The API is designed to map cleanly to MCP tools:

MCP Tool Endpoint
get_glass_properties POST /glasses:lookup
search_simulations POST /jobs:search
submit_simulation POST /jobs
check_simulation_status GET /jobs/{id}
get_simulation_results GET /jobs/{id}/results
cancel_simulation POST /jobs/{id}:cancel

The LLM's typical workflow: 1. get_glass_properties — check what's already known 2. If missing properties → search_simulations — check for cached/similar jobs 3. If no good match → submit_simulation — run new computation (after confirming with user) 4. check_simulation_status — poll until done 5. get_simulation_results — retrieve and present results

Simulation Data Lifecycle

Simulation data falls into three tiers with different retention guarantees:

  1. Ephemeral simulation files — Raw output files in the LAMMPS working directory (trajectories, log files, restart files). These are not parsed or retained by the API. If the simulation directory is purged, the data is gone.

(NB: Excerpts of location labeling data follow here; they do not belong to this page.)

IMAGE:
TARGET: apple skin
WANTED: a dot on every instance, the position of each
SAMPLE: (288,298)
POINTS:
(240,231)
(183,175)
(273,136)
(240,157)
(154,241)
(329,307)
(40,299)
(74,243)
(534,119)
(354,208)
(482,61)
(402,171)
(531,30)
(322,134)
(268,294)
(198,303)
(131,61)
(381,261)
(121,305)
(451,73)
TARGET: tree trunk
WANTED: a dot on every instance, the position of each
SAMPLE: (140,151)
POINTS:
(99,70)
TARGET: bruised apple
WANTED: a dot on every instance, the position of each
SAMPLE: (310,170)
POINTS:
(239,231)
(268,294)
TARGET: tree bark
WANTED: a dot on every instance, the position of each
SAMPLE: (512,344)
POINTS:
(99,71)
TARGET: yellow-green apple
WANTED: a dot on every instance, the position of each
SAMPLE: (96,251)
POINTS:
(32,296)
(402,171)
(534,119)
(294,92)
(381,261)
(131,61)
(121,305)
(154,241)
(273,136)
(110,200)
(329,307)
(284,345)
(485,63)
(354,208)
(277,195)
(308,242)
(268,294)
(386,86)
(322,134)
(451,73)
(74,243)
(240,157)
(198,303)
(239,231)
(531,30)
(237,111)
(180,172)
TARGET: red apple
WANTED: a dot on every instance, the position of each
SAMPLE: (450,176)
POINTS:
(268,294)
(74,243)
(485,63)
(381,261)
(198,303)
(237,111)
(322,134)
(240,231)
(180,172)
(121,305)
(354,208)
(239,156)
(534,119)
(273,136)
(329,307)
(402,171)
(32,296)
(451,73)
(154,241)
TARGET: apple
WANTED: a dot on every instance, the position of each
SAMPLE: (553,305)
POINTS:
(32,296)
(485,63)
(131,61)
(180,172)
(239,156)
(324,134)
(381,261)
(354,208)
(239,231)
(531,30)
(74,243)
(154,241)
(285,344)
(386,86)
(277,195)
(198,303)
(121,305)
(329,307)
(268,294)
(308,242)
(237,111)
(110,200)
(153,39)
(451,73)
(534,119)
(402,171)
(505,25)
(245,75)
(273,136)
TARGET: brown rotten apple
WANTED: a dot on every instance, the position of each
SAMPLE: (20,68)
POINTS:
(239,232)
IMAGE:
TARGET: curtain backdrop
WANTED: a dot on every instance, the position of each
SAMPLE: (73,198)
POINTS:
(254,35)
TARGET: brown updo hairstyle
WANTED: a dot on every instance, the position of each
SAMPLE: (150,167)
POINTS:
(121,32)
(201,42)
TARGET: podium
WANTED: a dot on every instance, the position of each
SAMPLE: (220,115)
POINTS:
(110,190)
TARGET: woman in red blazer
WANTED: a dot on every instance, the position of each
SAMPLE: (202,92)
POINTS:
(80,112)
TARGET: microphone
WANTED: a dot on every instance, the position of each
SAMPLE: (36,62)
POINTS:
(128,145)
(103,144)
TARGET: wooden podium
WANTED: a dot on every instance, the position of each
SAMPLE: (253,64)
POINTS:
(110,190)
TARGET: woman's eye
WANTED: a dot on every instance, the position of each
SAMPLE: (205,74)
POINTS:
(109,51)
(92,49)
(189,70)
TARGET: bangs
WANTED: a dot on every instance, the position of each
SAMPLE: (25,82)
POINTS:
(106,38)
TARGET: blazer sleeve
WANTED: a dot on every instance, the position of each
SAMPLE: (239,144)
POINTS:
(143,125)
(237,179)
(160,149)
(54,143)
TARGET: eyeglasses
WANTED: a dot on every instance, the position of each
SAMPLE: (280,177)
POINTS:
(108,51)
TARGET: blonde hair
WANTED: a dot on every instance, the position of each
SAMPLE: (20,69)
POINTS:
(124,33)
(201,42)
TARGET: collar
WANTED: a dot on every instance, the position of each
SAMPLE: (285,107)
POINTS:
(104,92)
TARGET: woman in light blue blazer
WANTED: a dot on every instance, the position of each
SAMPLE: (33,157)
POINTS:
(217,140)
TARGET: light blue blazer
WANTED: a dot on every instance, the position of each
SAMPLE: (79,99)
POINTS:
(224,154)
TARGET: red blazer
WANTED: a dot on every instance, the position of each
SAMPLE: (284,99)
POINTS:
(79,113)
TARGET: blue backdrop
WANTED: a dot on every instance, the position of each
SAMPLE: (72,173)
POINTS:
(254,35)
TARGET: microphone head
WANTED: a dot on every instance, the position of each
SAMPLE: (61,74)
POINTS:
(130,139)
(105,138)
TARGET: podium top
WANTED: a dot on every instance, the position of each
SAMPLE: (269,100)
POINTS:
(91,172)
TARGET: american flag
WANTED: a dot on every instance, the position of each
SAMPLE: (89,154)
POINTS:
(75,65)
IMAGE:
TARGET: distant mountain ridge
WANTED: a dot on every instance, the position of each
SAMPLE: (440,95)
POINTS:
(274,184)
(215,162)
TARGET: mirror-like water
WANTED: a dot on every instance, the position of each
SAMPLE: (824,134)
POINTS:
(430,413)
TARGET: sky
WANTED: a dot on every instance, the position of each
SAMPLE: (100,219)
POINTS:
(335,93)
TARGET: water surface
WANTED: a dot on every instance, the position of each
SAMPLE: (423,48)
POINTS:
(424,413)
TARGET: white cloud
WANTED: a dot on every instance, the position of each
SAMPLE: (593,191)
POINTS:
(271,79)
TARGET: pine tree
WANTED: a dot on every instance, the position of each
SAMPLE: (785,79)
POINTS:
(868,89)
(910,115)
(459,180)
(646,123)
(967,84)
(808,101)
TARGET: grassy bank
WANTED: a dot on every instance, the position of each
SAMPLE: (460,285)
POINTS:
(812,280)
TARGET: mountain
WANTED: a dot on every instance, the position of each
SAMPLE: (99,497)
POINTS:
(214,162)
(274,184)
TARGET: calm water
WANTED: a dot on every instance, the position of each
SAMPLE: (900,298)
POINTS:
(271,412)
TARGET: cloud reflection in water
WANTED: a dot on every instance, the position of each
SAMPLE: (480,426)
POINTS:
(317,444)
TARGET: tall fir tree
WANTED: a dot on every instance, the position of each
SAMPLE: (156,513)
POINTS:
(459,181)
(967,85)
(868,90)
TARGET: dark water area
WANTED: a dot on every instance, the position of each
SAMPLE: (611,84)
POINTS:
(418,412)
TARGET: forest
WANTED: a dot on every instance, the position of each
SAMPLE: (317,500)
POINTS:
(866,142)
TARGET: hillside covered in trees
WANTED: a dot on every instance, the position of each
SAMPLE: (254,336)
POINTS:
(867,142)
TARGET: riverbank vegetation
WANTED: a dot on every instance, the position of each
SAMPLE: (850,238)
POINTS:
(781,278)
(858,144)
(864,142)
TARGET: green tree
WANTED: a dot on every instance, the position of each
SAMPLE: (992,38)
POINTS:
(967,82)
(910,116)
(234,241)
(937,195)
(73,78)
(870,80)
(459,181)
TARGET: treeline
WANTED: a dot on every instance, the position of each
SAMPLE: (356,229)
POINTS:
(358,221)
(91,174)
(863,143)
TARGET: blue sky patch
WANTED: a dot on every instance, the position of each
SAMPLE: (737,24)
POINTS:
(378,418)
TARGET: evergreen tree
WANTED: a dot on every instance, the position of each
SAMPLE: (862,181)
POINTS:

  2. Cached intermediate results — Large data returned by the Python analysis functions that is too voluminous to store in the database. This includes, for example, the full melt-quench trajectory and the raw stress-autocorrelation arrays from the viscosity calculation. These live in the executorlib cache and can be re-materialised by re-running the function with the same inputs. However, if the cache is invalidated (e.g. after a Python version upgrade), the data is lost.

  3. Persistent database results — Compact, presentation-ready data that enters the SQLite result_data column and is retained indefinitely. This includes scalar properties (viscosity values, elastic moduli), per-composition metadata, and downsampled plot data (e.g. convergence curves reduced to ≤ 1 000 points via log-spaced sampling). These results survive cache purges and are the authoritative record of a completed job.

When adding a new analysis, decide for each output field which tier it belongs to. The guiding rule: only store in the database what is needed to reproduce the plots and summary tables shown in the results page.